# Search on K1



## marianneg (Nov 4, 2008)

I have a stuffed full K1.  I know my search used to work, but now whatever I search for I always come up with no results found on Kindle.  Even if it's a word that I'm looking at in my book at that very moment.

Has anyone else had this problem?  Cause it's making that K2 look awfully tempting...


----------



## BruceS (Feb 7, 2009)

How long has it been since you last booted your Kindle or added either a document or book to it?

When you add something, it needs to rebuild an index that it used during a search.


----------



## marianneg (Nov 4, 2008)

BruceS said:


> When you add something, it needs to rebuild an index that it used during a search.


Yeah, I know, but it doesn't say there are un-indexed items. And I've tried search terms that should _definitely_ be found in almost any book.


----------



## Betsy the Quilter (Oct 27, 2008)

Do you have an SD card in your K1?  If so, try turning the K1 off, removing the SD, turn it back on and try the search.

Also, have you tried to delete a couple of big books, say that are on Amazon (or move them to your computer via USB) to add free space to the Kindle?  Computers (even Kindles) need space for operations, there may not be enough free space for it to work with.

Just a couple of thoughts.

Betsy


----------



## marianneg (Nov 4, 2008)

Betsy the Quilter said:


> Do you have an SD card in your K1? If so, try turning the K1 off, removing the SD, turn it back on and try the search.


That's a good idea. I'll try to remember to try that tonight.



Betsy the Quilter said:


> Also, have you tried to delete a couple of big books, say that are on Amazon (or move them to your computer via USB) to add free space to the Kindle? Computers (even Kindles) need space for operations, there may not be enough free space for it to work with.


Yeah, I just deleted several things because my Kindle was literally full, but I'll look at doing some more pruning.


----------



## Betsy the Quilter (Oct 27, 2008)

Let me know what happens.  You may need to call CS.

Betsy


----------



## ricky (Dec 24, 2008)

This happened to me and my husband suggested that the battery was getting ready to Solve the Great Mystery.  I replaced the battery and she perked right up and has been fine ever since. My first battery lasted about 8-9 months;  just a possibility.


----------



## Jill75 (Mar 19, 2009)

marianner said:


> That's a good idea. I'll try to remember to try that tonight.
> 
> Yeah, I just deleted several things because my Kindle was literally full, but I'll look at doing some more pruning.

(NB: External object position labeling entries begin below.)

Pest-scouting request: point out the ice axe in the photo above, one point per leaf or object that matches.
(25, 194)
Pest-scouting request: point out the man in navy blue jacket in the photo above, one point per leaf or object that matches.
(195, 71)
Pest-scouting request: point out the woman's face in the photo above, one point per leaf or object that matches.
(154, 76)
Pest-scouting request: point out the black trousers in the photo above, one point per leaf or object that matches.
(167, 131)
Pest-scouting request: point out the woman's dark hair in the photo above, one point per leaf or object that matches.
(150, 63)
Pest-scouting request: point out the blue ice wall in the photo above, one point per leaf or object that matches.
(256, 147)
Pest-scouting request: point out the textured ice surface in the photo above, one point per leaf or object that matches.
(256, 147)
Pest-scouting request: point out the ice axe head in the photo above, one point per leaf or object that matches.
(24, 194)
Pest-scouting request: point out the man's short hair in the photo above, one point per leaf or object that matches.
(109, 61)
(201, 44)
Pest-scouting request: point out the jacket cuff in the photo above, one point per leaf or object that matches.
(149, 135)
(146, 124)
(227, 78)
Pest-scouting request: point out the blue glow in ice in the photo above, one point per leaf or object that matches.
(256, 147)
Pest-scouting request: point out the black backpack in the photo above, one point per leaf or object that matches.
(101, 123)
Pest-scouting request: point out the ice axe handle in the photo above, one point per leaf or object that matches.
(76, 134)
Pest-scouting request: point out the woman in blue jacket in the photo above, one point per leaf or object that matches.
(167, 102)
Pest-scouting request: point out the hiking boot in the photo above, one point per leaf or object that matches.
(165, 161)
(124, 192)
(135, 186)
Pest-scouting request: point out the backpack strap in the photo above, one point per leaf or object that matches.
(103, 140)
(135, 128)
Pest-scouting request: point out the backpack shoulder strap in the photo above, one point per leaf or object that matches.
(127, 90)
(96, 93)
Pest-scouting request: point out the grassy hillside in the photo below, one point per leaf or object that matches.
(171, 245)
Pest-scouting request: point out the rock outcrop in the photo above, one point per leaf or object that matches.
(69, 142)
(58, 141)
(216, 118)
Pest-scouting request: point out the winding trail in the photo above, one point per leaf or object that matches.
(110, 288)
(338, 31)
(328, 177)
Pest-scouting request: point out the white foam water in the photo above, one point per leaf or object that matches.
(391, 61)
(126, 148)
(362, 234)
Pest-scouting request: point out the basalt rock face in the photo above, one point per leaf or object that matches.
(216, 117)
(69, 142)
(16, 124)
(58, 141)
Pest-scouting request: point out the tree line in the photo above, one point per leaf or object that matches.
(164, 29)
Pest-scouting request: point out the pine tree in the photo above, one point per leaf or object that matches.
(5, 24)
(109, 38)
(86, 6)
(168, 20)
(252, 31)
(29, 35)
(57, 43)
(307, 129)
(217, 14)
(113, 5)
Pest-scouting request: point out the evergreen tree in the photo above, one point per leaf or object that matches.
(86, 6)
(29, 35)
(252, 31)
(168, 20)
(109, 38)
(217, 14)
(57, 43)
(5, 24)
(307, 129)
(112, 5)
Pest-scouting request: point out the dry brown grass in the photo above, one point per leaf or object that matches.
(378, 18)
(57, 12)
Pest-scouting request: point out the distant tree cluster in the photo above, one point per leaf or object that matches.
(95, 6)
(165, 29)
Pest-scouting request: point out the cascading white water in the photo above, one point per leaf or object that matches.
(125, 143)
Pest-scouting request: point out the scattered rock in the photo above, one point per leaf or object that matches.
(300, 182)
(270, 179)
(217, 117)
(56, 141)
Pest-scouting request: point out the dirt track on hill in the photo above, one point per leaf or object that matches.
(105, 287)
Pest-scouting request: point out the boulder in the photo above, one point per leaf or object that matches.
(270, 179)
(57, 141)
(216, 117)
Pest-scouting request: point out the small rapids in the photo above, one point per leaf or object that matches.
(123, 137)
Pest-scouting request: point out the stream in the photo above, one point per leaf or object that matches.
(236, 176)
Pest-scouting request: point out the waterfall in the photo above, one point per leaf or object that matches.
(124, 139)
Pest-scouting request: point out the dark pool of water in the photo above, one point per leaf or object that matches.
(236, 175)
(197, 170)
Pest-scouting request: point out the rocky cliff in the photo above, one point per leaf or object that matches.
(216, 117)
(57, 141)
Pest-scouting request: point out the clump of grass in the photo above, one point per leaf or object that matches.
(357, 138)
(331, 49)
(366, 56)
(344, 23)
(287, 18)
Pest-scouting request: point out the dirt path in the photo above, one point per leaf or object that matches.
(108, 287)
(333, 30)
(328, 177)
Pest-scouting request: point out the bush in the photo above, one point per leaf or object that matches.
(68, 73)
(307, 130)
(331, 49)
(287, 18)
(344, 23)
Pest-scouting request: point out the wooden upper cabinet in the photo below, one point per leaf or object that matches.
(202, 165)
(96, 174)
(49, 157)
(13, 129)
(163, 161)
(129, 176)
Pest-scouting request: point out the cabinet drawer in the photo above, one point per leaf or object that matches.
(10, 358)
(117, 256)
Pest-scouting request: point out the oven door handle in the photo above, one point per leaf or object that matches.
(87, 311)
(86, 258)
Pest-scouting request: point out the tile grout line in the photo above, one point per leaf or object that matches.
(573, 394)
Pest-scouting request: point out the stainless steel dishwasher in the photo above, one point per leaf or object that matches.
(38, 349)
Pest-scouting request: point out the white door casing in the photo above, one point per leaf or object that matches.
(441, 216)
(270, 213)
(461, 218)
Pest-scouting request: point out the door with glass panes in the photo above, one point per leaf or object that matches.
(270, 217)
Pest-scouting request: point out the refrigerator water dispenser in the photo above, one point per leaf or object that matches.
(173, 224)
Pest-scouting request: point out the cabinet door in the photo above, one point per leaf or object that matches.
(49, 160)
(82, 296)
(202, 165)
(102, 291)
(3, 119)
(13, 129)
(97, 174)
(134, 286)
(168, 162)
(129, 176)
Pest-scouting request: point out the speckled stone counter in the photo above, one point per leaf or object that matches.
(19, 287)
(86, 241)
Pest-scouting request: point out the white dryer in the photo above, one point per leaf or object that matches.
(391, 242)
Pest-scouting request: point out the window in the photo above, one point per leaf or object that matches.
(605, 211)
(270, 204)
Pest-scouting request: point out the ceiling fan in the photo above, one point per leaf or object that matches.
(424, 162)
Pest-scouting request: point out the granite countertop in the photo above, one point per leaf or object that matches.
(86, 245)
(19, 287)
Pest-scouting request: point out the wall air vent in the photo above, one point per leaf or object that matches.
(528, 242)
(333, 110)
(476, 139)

Some of it may have been erased with the files that you deleted. Make sure to delete all files that you dont like and fix your index/search.


----------



## marianneg (Nov 4, 2008)

Well, I didn't do anything, but my Kindle seems to have healed itself 

When I woke up this morning, the Kindle was dead.  However, when I plugged it in it started up just fine, and, wouldn't you know, search was working again!  So I'm sure it must have been re-indexing last night, even though it never indicated that it needed to be done.  I don't know why my indexes got lost in the first place (might have had something to do with the mass delete, though), and I don't know what made it decide to redo it, but all is well in my Kindle world again.


----------



## raccemup (Feb 19, 2009)

Interesting timing!  I just realized that my search feature is working but not completely?  

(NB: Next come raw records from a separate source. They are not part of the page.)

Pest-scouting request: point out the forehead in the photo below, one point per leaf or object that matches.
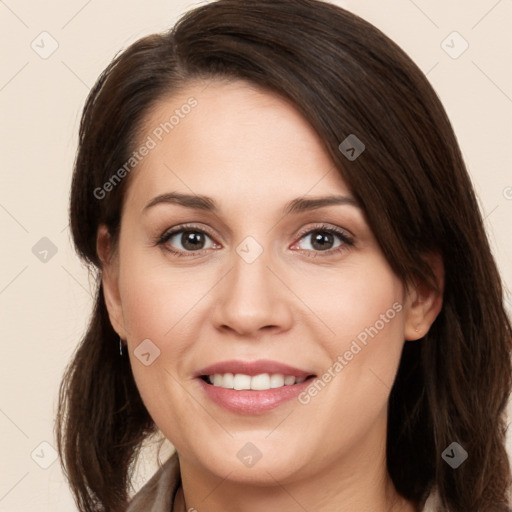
(232, 141)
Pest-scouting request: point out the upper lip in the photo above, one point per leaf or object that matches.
(252, 368)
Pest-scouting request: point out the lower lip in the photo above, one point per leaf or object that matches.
(251, 401)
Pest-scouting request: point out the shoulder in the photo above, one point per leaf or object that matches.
(157, 495)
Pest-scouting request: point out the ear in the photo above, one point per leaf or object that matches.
(110, 279)
(424, 301)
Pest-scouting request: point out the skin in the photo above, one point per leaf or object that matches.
(252, 152)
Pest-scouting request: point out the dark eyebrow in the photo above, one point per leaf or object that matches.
(206, 203)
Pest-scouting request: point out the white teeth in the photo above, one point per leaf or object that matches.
(260, 382)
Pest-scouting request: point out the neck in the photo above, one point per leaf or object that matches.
(358, 481)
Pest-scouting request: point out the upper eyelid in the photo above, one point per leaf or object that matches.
(303, 232)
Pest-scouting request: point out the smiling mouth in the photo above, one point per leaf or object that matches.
(260, 382)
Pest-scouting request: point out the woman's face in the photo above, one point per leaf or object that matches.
(255, 277)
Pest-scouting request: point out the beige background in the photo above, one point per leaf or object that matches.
(45, 306)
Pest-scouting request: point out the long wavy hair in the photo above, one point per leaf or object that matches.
(345, 77)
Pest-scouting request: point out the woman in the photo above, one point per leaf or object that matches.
(295, 285)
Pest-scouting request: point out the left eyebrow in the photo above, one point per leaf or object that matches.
(206, 203)
(302, 204)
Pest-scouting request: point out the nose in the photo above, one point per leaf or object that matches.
(253, 298)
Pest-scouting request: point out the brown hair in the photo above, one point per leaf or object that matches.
(345, 77)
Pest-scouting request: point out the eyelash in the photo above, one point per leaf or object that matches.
(343, 236)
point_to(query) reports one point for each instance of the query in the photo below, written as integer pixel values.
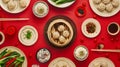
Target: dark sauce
(81, 11)
(1, 37)
(113, 28)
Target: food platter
(28, 35)
(17, 8)
(11, 48)
(61, 5)
(40, 9)
(61, 62)
(89, 22)
(104, 13)
(101, 62)
(60, 31)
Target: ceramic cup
(2, 38)
(113, 28)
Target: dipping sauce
(113, 28)
(1, 37)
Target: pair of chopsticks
(13, 19)
(106, 50)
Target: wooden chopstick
(13, 19)
(106, 50)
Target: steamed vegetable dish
(62, 1)
(9, 58)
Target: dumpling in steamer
(23, 3)
(106, 1)
(97, 1)
(62, 39)
(101, 7)
(11, 5)
(5, 1)
(61, 28)
(66, 33)
(115, 3)
(109, 7)
(55, 35)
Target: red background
(109, 42)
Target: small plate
(61, 5)
(40, 3)
(22, 37)
(61, 62)
(102, 60)
(17, 50)
(97, 30)
(103, 14)
(43, 55)
(78, 49)
(18, 9)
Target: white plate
(18, 9)
(61, 5)
(19, 51)
(97, 31)
(42, 4)
(61, 61)
(25, 41)
(102, 60)
(103, 14)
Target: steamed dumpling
(96, 1)
(66, 33)
(55, 35)
(62, 39)
(61, 28)
(5, 1)
(11, 5)
(106, 1)
(115, 3)
(109, 7)
(101, 7)
(23, 3)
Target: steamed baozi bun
(62, 39)
(23, 3)
(61, 28)
(11, 5)
(55, 35)
(106, 1)
(115, 3)
(5, 1)
(101, 7)
(109, 7)
(96, 1)
(66, 33)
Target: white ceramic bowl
(3, 38)
(113, 28)
(43, 5)
(77, 51)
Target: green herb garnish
(62, 1)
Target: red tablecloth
(109, 41)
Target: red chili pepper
(10, 62)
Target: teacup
(113, 28)
(2, 38)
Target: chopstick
(106, 50)
(13, 19)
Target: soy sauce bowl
(2, 38)
(113, 28)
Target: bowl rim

I have a book that was a converted PDF and it gets totally excluded from the search!  WEIRD!  I can even start the search from within the book and still nothing.  I am wondering if it's just this book or if it is converted PDF books in general?  Has anyone noticed?


----------



## Ann in Arlington (Oct 27, 2008)

I can't say for sure. . .but it is possible that the book just hasn't been indexed yet.  IF you do a search for something the screen that eventually comes up shows books not searched because they're not yet indexed.  Then I think there is a way to force it. . .but you might want to do this when you can plug the Kindle in. . . .


----------



## raccemup (Feb 19, 2009)

Ok, the plot thickens!  There are no unindexed items on my Kindle.  However, the book I was talking about is actually a .txt book, not a converted PDF.  Converted PDFs work fine in the search function.  Weird!


----------